Symbolic test of the Jacobi identity for given generalized 'Poisson' bracket. M. Kroger, M. Hutter, H.C. Ottinger.

PROGRAM SUMMARY
Title of program: jacobi2.0
Catalogue identifier: ADOE
Ref. in CPC: 137(2001)325
Distribution format: tar gzip file
Operating system: DEC-Unix, Irix, Solaris, Linux, Windows 98/NT
High speed store required: 2MK words
Number of bits in a word: 16
Number of lines in distributed program, including test data, etc: 2228
Keywords: Computer algebra, Jacobi identity, Poisson brackets, GENERIC, Nonequilibrium thermodynamics, Reversible motion, Symbolic programming, Statistical physics, General purpose, Algebras.
Programming language used: Mathematica
Computer: Alpha-Workstation , Silicon Graphics , Sun , Linux-PC , Windows-PC , MacIntosh .

Nature of problem:
The problem is to evaluate single and nested arbitrary generalized Poisson brackets and the cyclic sum of these in order to test the Jacobi identity on a given state space for systems described in terms of discrete or of continuous variables.

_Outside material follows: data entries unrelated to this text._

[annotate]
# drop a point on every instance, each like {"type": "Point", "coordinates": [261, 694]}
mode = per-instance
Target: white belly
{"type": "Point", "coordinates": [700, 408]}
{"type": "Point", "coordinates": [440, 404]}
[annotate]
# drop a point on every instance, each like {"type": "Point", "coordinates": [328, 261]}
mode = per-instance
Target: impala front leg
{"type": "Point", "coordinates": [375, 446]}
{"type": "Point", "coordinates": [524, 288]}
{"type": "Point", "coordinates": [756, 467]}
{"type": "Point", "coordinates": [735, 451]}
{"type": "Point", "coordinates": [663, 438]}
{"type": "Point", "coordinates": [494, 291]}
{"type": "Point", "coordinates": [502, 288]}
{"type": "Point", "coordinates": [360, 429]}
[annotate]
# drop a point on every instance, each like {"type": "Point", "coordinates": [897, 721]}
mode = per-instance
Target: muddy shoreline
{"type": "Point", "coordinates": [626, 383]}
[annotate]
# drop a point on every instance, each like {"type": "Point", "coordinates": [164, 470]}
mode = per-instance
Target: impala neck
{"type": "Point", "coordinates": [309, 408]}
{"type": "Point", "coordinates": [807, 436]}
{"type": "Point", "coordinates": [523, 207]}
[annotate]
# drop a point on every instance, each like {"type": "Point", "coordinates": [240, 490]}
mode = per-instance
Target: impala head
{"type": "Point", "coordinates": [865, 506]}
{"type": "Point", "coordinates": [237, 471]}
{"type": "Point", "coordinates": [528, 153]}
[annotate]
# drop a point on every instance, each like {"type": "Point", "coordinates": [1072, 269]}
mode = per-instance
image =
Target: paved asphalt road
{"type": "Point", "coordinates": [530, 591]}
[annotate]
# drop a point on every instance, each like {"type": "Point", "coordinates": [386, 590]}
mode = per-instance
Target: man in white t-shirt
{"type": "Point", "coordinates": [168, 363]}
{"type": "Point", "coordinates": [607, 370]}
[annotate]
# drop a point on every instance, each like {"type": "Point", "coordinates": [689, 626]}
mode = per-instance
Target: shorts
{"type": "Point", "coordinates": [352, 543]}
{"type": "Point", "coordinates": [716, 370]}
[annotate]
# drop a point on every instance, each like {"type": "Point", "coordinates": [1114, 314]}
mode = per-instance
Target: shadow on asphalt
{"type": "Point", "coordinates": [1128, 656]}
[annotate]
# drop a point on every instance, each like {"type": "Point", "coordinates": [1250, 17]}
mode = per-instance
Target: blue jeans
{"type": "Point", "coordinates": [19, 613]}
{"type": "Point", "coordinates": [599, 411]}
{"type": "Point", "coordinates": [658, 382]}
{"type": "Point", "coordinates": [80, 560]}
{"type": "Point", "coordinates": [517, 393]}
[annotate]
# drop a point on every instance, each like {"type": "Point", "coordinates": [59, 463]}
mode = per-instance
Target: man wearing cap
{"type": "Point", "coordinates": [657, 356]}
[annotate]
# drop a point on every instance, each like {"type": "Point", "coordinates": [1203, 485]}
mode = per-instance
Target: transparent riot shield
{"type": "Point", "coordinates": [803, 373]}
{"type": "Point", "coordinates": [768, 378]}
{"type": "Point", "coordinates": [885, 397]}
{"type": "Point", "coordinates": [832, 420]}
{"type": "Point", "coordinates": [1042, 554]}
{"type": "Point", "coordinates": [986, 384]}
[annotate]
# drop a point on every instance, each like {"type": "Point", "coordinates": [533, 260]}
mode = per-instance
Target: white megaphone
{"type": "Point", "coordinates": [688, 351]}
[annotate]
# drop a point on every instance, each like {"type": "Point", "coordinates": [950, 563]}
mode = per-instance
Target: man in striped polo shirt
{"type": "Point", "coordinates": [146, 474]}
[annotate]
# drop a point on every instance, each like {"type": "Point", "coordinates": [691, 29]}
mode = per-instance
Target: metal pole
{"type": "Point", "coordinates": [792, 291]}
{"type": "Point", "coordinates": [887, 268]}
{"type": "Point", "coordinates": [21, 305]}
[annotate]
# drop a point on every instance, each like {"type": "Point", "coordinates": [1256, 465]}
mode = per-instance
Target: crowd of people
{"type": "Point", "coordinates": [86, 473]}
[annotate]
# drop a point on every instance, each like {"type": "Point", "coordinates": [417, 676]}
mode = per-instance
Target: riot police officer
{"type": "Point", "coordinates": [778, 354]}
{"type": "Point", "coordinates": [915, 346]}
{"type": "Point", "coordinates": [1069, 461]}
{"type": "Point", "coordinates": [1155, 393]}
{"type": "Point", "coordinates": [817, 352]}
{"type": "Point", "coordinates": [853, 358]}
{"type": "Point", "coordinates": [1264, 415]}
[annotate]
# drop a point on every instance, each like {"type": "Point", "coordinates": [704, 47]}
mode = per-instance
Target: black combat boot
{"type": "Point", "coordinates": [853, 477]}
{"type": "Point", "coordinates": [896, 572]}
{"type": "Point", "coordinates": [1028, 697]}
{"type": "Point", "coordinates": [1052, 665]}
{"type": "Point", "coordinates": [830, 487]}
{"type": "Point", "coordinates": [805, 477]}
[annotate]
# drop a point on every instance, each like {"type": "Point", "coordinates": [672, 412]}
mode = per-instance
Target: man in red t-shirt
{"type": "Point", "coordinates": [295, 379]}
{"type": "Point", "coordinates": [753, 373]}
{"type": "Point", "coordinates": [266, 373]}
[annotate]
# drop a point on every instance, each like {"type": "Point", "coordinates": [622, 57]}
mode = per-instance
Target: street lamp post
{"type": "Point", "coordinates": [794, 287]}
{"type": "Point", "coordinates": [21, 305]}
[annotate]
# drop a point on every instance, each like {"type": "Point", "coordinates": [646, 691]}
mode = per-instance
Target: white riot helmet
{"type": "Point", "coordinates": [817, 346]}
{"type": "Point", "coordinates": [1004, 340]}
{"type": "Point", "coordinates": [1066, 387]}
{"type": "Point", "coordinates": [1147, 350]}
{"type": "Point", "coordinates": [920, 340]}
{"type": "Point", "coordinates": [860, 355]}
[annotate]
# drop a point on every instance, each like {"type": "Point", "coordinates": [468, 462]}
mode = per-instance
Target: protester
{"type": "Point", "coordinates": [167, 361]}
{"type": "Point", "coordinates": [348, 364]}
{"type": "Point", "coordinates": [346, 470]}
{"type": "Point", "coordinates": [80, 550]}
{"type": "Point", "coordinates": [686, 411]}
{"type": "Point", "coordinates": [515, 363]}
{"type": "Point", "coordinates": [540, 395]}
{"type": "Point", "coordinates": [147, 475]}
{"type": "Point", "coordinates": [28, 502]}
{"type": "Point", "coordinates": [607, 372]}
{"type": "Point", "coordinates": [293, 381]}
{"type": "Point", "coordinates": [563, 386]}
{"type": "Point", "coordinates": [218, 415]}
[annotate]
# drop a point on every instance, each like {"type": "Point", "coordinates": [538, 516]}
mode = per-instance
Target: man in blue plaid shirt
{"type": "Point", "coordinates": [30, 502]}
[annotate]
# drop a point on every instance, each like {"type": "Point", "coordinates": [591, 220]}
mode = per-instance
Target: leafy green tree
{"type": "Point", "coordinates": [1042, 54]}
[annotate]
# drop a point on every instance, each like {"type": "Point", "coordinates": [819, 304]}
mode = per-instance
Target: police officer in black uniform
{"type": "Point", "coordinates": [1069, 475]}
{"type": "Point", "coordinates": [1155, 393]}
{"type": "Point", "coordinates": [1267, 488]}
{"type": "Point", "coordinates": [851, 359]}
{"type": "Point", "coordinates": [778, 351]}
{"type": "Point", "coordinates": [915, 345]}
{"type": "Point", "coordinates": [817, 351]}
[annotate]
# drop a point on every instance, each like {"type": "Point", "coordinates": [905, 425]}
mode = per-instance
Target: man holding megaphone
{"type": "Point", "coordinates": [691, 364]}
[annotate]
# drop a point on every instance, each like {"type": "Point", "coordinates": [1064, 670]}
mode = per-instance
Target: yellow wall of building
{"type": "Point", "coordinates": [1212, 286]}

The Jacobi identity has to be fulfilled for Poisson brackets consistently describing the reversible dynamics of physical systems as desired, e.g., within the framework of nonequilibrium thermodynamics [1-3].

Method of solution:
By symbolic programming the algorithm inserts linear combinations of discrete state variables or functionals of field variables into the relevant terms of the Jacobi identity. Subsequent transformations such as partial integrations, functional derivatives, and recognition rules are used to perform the operation.

Restrictions:
The machine must provide the main memory needed (see Long Write-up Sec. 3.4). There is no restrictions concerning discrete problems. The distributed version handles fixed and variable bounded and unbounded integrals for continuous problems (concerning checkjacobi, see Tab.1). Other methods, in particular directF and REDUCE (see Tab.1) disregard any surface contributions, and apply partial integrations by neglecting surface terms.

Typical running time:
The typical running time increases with the number of ingredients for the Poisson bracket. For short brackets, e.g. with 5 terms, and one-dimensional integration, the running time is of the order of seconds to minutes on any modern computer.

References:

 [1] A.N. Beris and B.J. Edwards, Thermodynamics of flowing systems with 
     internal microstructure (Oxford University Press, Oxford, U.K.,     
     1994).                                                              
 [2] M. Grmela and H.C. Ottinger, Phys. Rev. E 56 (1997) 6620-32.        
 [3] H.C. Ottinger and M. Grmela, Phys. Rev. E 56 (1997) 6633-35.